Home›Expertise›RAGS to Riches›Multi-hop RAG

Multi-hop RAG

📖 4 min readUpdated 2026-04-18

Multi-hop questions require answers that combine information from multiple independent documents. "Who manages the team that ships the feature the CEO mentioned last quarter?" needs three retrievals, not one. Vanilla RAG handles single-hop. Multi-hop needs orchestration.

What multi-hop looks like

Single-hop: "What's our refund policy?" → retrieve the refund policy doc → answer.

Multi-hop: "What's the refund policy for the product Alice launched last quarter?"

Needs:

What product did Alice launch last quarter?
What's the refund policy for that product?

One-shot retrieval on the original query retrieves either Alice-related docs or refund-related docs, not the specific intersection.

The two approaches

Decomposition

Break the query into sub-questions, retrieve for each, combine.

LLM decomposes the query
Retrieve for each sub-question
Gather all retrieved docs
Generate final answer from combined context

Iterative (agentic)

Start with partial info, retrieve more based on what you found, repeat.

Initial retrieval on the query
Model decides: do I have enough? If not, what else do I need?
Retrieve again for the follow-up need
Repeat until sufficient
Generate

Decomposition prompt

SYSTEM: Break the following question into simpler sub-questions that
can each be answered with a single document lookup. List each
sub-question on a new line.

USER: [multi-hop question]

A:
1. [sub-question 1]
2. [sub-question 2]
3. [sub-question 3]

Iterative prompt pattern

[Retrieval round 1 results shown]

SYSTEM: Based on the retrieved documents, do you have enough
information to answer the user's question? If yes, answer. If no,
what additional information do you need?
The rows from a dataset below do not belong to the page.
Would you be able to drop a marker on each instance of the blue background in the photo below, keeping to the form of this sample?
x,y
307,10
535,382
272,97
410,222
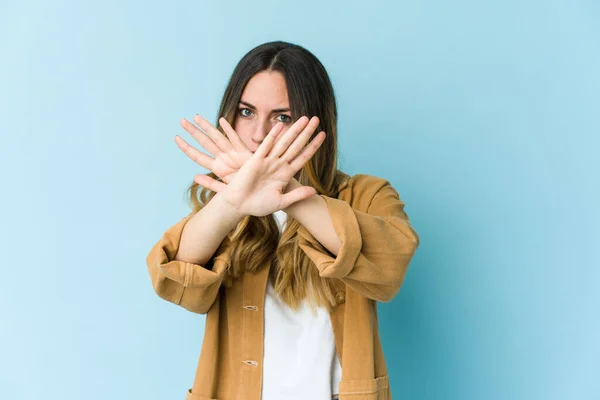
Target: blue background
x,y
483,114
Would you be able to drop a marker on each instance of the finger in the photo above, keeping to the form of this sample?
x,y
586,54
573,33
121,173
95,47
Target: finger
x,y
308,152
235,140
267,143
199,136
209,183
213,133
300,141
197,156
290,135
296,195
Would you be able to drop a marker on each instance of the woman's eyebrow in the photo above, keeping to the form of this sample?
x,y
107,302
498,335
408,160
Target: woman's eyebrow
x,y
276,110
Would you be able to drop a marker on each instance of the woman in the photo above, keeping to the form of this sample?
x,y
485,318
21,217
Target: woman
x,y
285,254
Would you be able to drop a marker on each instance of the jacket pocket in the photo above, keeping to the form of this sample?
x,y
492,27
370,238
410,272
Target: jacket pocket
x,y
191,396
368,389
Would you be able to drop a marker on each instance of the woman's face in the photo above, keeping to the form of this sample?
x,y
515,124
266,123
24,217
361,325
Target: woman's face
x,y
264,102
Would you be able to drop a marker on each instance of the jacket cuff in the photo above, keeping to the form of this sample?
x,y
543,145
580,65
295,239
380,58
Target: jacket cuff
x,y
347,228
185,273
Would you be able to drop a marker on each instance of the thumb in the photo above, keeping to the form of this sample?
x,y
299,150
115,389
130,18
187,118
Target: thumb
x,y
296,195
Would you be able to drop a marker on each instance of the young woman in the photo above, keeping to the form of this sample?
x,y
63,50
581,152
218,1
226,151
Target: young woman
x,y
285,254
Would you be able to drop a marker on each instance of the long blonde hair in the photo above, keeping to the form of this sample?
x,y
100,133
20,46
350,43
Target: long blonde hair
x,y
255,241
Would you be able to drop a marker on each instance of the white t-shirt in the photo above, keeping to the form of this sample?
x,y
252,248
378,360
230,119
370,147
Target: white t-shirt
x,y
300,361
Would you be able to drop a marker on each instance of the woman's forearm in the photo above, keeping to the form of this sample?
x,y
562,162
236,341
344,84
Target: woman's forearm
x,y
205,231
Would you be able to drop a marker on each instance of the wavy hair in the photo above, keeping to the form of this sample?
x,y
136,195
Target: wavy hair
x,y
256,241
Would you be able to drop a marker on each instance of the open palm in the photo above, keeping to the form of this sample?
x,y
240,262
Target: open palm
x,y
257,187
229,153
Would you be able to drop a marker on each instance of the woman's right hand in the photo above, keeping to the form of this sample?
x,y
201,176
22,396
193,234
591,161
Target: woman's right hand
x,y
229,152
258,186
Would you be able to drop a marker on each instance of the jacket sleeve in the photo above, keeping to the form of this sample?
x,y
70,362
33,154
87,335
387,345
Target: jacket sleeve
x,y
377,245
191,286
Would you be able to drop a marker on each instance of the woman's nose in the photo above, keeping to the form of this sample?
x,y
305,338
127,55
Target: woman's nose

Output either a final
answer or a follow-up search query.

USER: [original question]

Retrieved: [docs from round 1]

When decomposition beats iterative

The sub-questions are independent of each other
You want parallelism (all retrievals can run concurrently)
The decomposition is predictable for the query type

When iterative beats decomposition

Later retrievals depend on earlier ones (sequential)
You don't know what you'll need until you see partial results
The query is exploratory

Chain-of-thought retrieval

A middle-ground pattern: ask the LLM to plan retrievals before executing them.

LLM generates a retrieval plan: "First I'll look up X, then based on that I'll look up Y, finally I'll combine..."
Execute the plan step by step
At each step, the LLM can adjust based on actual retrieval results

Plans are easier to debug than free-form iterative loops and cheaper than full agent-based orchestration.

The common failure modes

Bad decomposition

LLM produces sub-questions that don't actually decompose the problem. Retrievals don't answer what's needed.

Mitigation: few-shot examples of good decompositions in the prompt. Validate decompositions for obvious problems (e.g., more than 5 sub-questions is suspicious).

Lost context between hops

Round 2 retrieval doesn't use what round 1 learned. The follow-up query is too general.

Mitigation: explicitly include round 1 findings in the round 2 query construction. "Given that Alice launched Product X, retrieve the refund policy for Product X."

Runaway iteration

Agent keeps retrieving without converging. Often because the information truly isn't in the corpus.

Mitigation: max iterations (3-5), timeout, cost budget per query.

Benchmarks for multi-hop

Academic benchmarks specifically for multi-hop RAG:

HotpotQA: classic multi-hop QA
2WikiMultiHopQA: Wikipedia-based multi-hop
MuSiQue: deliberately complex multi-hop questions

These are useful for comparing strategies but don't necessarily reflect your production query distribution. Build a domain-specific eval set if multi-hop is important.

Cost reality

Multi-hop RAG is expensive:

Decomposition: 1 LLM call
Retrievals: N calls to vector DB (N = number of sub-questions)
Generation: 1-2 LLM calls for final synthesis

Total: 3-10x single-shot RAG cost. Only use it when the question actually needs it.

The adaptive pattern (classify first, route to multi-hop only when needed) keeps cost reasonable across a mixed query distribution.

What to do with this

Don't multi-hop everything. Route by query shape.
Prefer decomposition when sub-questions are independent (parallel).
Cap iterations hard; runaway agent loops are the dominant failure mode.